Do you dog walking people have a contract that you get your clients to sign in order to walk a dog off the lead?

I'm interested in this line of work, but not so keen on the prospect of badly behaved dogs disappearing into the woods or over the horizon never to be seen again because their owners want them walked off the lead.

What about breeds that have a reputation for turning on other dogs or children? Would you accept an owner's assurance that Gnasher wouldn't hurt a fly, or would you insist on a muzzle?

In an ideal world, my clients would all have ploddy, docile, impeccably behaved doggies that would be glued to my heels, but I know it wouldn't be like that. So what are your ground rules?


----------



## lexiedhb (7 July 2011)

BM- personally if a dog walker insisted on a muzzle because of breed prejudice I would be finding another dog walker......


----------



## RubysGold (7 July 2011)

Ditto Lexie

I dont think we have a contract as such but they have to fill in and sign a few forms (one of which asks if the dog can go offlead, so I think thats the same. 
We take the dogs on, and dont let them offlead until the dog knows us well enough and we have a good recall (we do some basic training like you would a new pet) so we are confident we will get them back. (Although last week, for the first time ever I did lose a dog for a good 15 minutes, I was seriously panicking!!! but he'd gone back to the car)

I would never Insist a dog wore a muzzle if it wasnt needed. I walk staffies/boxers/rhodesian ridgebacks/GSD's. Not one of them wears a muzzle. And I wont put one on unless it is deemed necessary


----------



## shadowboy (7 July 2011)

We pay £9 for a half hour walk for just the pup! she won't even take both out! If we want an hour its £12. Not many walkers near me (worcestershire)


----------



## TED2010 (7 July 2011)

I'm in Devon and we pay £15 for an hours lunchtime walk for two dogs, think they charge £12 for one dog an hour.  They put their prices up recently because of rising fuel costs etc.  There are probably cheaper ones around but i have got to know the dog walkers (more often than not it is the same lady) and they are very good and trustworthy.  They also don't mind me texting on a sunday night to let them know which days in the week i will need them as often don't know much in advance, so flexibility is a bonus.  We don't have a contract but have filled out forms with all the dogs details, any problems that need dealing with in a specific way and we had to sign to say that they could seek veterinary treatment in an emergency and that we would pay it.  Good luck if you go for it, I wish I could be a full time dog walker!!


----------



## Spook (7 July 2011)

The local dog walker here takes lots (5-7..... financially quite a haul! I wonder if their owners know?) out at a time and jogs round the local woods with some loose and some on leads........ landowners and farmers are getting  pi**ed off and are fit to padlock the routes due to irresponsible access use.


----------



## CAYLA (7 July 2011)

lexiedhb said:



			BM- personally if a dog walker insisted on a muzzle because of breed prejudice I would be finding another dog walker......
		
Click to expand...

LMFAO....u kill me woman


----------



## CAYLA (7 July 2011)

brightmount said:



			Do you dog walking people have a contract that you get your clients to sign in order to walk a dog off the lead?

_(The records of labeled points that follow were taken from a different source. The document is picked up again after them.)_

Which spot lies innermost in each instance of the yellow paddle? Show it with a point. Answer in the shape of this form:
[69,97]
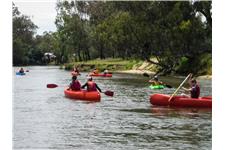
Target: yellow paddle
[179,87]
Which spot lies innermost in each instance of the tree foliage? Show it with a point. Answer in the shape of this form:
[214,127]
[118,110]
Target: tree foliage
[166,30]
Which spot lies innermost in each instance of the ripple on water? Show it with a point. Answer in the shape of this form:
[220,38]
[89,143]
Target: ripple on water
[44,119]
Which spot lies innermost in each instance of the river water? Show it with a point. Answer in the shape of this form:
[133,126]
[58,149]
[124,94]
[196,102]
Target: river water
[44,119]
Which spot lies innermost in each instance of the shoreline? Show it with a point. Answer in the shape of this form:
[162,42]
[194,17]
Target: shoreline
[140,72]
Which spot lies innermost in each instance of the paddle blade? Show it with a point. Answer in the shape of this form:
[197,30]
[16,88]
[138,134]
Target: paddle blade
[145,74]
[109,93]
[168,86]
[52,85]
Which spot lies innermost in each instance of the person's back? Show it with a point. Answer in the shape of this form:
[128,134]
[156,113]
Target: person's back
[91,85]
[195,91]
[75,85]
[155,81]
[106,71]
[95,71]
[21,70]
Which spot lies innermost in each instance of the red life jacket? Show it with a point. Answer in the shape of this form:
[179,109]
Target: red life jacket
[91,86]
[195,91]
[75,85]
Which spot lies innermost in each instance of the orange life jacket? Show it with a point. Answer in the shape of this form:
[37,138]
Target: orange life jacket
[75,85]
[91,86]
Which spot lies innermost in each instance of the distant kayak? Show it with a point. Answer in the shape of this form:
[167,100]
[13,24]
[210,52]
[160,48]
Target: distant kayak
[101,75]
[83,95]
[19,73]
[180,101]
[156,87]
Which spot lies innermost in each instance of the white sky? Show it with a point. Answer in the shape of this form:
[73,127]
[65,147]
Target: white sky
[41,13]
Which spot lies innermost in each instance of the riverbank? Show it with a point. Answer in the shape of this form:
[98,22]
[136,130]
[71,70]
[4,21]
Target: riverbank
[119,66]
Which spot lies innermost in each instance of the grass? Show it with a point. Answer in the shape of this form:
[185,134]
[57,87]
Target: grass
[101,64]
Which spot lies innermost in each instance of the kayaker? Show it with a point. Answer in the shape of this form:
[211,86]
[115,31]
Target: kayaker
[95,71]
[155,81]
[91,85]
[106,71]
[21,70]
[75,84]
[75,71]
[194,89]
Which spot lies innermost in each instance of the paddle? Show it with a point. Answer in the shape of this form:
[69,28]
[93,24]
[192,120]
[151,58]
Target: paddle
[108,93]
[179,87]
[147,75]
[52,85]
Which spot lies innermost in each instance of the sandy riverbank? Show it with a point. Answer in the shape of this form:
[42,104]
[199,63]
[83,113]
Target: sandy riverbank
[140,72]
[136,72]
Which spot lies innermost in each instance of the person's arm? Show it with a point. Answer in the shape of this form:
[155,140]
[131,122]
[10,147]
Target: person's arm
[84,86]
[150,81]
[188,90]
[98,88]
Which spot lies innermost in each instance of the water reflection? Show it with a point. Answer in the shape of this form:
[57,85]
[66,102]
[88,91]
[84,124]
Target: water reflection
[46,119]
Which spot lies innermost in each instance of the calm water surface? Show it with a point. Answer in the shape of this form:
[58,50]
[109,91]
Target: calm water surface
[44,119]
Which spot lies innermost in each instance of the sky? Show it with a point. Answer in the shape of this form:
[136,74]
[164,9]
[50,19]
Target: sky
[41,13]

I'm interested in this line of work, but not so keen on the prospect of badly behaved dogs disappearing into the woods or over the horizon never to be seen again because their owners want them walked off the lead.

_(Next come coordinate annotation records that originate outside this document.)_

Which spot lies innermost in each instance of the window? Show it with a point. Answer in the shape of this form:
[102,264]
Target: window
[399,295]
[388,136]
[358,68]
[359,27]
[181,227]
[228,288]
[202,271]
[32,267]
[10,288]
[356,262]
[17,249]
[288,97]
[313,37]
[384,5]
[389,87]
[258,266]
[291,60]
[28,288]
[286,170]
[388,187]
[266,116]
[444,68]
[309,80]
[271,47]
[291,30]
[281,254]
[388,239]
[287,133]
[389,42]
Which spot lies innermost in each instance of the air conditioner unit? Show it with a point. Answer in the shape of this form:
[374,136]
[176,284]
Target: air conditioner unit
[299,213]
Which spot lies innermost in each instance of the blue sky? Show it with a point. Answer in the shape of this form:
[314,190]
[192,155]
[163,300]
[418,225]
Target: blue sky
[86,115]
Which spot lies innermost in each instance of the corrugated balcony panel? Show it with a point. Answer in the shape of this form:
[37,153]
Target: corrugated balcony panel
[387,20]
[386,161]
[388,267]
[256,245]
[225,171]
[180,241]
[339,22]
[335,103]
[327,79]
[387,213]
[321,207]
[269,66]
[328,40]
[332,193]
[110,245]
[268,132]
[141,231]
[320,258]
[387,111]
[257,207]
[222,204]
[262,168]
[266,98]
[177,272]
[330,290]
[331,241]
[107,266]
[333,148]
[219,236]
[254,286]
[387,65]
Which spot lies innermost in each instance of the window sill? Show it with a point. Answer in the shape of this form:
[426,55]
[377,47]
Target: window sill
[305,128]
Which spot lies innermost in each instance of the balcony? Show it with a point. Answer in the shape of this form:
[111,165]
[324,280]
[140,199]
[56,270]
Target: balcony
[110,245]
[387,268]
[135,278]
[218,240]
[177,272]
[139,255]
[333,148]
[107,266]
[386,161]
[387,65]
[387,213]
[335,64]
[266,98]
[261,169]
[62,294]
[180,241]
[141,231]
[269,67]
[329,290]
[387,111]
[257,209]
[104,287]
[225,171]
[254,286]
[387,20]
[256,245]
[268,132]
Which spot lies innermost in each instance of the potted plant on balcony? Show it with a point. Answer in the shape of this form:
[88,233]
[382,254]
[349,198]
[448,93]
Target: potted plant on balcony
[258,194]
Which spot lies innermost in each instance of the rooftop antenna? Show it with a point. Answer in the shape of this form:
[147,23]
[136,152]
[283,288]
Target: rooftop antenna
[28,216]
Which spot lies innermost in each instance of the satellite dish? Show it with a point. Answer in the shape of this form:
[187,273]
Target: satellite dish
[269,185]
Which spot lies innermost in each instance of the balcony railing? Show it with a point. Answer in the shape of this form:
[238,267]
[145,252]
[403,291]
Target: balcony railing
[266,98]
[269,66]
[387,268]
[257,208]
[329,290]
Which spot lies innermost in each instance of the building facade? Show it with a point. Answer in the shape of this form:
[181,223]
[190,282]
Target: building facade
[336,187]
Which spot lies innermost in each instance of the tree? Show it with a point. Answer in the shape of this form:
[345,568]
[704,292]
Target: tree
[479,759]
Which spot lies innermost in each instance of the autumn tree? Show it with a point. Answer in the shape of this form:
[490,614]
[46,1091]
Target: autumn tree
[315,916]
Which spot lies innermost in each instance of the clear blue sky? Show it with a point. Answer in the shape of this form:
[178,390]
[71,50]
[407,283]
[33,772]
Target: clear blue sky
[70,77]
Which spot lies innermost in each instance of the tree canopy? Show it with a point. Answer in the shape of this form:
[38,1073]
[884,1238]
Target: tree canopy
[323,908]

What about breeds that have a reputation for turning on other dogs or children? Would you accept an owner's assurance that Gnasher wouldn't hurt a fly, or would you insist on a muzzle?

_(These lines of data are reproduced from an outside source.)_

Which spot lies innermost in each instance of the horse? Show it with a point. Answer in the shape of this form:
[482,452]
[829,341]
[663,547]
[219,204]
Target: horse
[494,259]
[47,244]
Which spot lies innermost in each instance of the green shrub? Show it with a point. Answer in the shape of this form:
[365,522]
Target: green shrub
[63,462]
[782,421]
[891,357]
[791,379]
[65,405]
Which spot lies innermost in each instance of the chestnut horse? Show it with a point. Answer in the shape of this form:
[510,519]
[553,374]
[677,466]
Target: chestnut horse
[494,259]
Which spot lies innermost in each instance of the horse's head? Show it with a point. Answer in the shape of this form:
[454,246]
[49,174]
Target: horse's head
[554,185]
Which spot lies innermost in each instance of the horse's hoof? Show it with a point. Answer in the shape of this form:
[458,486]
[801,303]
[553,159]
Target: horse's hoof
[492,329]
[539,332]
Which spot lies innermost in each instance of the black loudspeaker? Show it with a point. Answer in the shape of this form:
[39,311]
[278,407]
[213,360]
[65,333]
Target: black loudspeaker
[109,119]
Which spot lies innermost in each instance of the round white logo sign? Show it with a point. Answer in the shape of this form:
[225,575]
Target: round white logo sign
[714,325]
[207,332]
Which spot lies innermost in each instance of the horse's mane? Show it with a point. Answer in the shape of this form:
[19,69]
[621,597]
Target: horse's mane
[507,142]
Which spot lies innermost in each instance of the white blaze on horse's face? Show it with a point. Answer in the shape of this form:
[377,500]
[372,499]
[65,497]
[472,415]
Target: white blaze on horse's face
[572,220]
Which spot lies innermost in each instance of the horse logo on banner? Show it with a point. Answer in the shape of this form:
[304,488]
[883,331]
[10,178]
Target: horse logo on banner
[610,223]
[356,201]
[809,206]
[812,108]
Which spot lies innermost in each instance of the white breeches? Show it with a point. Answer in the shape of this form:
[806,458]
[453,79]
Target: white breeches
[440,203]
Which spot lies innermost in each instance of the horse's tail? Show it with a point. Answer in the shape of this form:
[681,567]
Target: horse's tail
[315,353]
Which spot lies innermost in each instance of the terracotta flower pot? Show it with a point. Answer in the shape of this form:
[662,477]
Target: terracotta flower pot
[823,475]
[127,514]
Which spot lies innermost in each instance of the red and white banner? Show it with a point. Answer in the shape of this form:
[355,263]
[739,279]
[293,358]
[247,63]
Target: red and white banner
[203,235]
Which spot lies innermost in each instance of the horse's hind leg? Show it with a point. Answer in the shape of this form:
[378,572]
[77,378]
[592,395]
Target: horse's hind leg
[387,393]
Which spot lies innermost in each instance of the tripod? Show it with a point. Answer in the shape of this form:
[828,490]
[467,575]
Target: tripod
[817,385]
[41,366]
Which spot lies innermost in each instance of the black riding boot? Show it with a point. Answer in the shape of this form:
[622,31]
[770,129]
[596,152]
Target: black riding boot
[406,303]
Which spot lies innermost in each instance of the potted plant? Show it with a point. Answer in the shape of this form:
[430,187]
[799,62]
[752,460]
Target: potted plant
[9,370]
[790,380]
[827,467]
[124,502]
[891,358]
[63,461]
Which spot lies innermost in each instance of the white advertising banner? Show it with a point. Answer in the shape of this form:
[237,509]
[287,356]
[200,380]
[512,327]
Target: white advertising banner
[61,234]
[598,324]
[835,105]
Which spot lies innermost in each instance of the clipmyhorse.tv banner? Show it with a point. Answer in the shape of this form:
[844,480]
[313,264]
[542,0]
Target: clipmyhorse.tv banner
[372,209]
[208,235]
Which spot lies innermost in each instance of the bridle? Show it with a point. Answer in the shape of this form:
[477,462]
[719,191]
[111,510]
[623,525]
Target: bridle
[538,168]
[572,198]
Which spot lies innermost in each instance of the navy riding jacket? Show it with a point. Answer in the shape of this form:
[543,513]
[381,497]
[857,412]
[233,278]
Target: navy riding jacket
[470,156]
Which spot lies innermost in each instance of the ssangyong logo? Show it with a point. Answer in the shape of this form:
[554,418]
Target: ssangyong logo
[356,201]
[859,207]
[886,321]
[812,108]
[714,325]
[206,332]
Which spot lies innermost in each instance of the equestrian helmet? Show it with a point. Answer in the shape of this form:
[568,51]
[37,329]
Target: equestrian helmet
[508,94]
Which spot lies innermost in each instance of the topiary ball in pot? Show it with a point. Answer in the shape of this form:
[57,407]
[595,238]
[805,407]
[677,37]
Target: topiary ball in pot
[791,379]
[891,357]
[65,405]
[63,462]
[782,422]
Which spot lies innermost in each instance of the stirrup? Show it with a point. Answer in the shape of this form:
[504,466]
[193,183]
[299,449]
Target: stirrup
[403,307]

In an ideal world, my clients would all have ploddy, docile, impeccably behaved doggies that would be glued to my heels, but I know it wouldn't be like that. So what are your ground rules?
		
Click to expand...


Yes, I have a written form/contract, Insurance insists on this. The majority of OH's round are ever on a lead, infact im going to upload some walk piccies in a min.
No muzzles, dogs have to behave, they have no choice lol


----------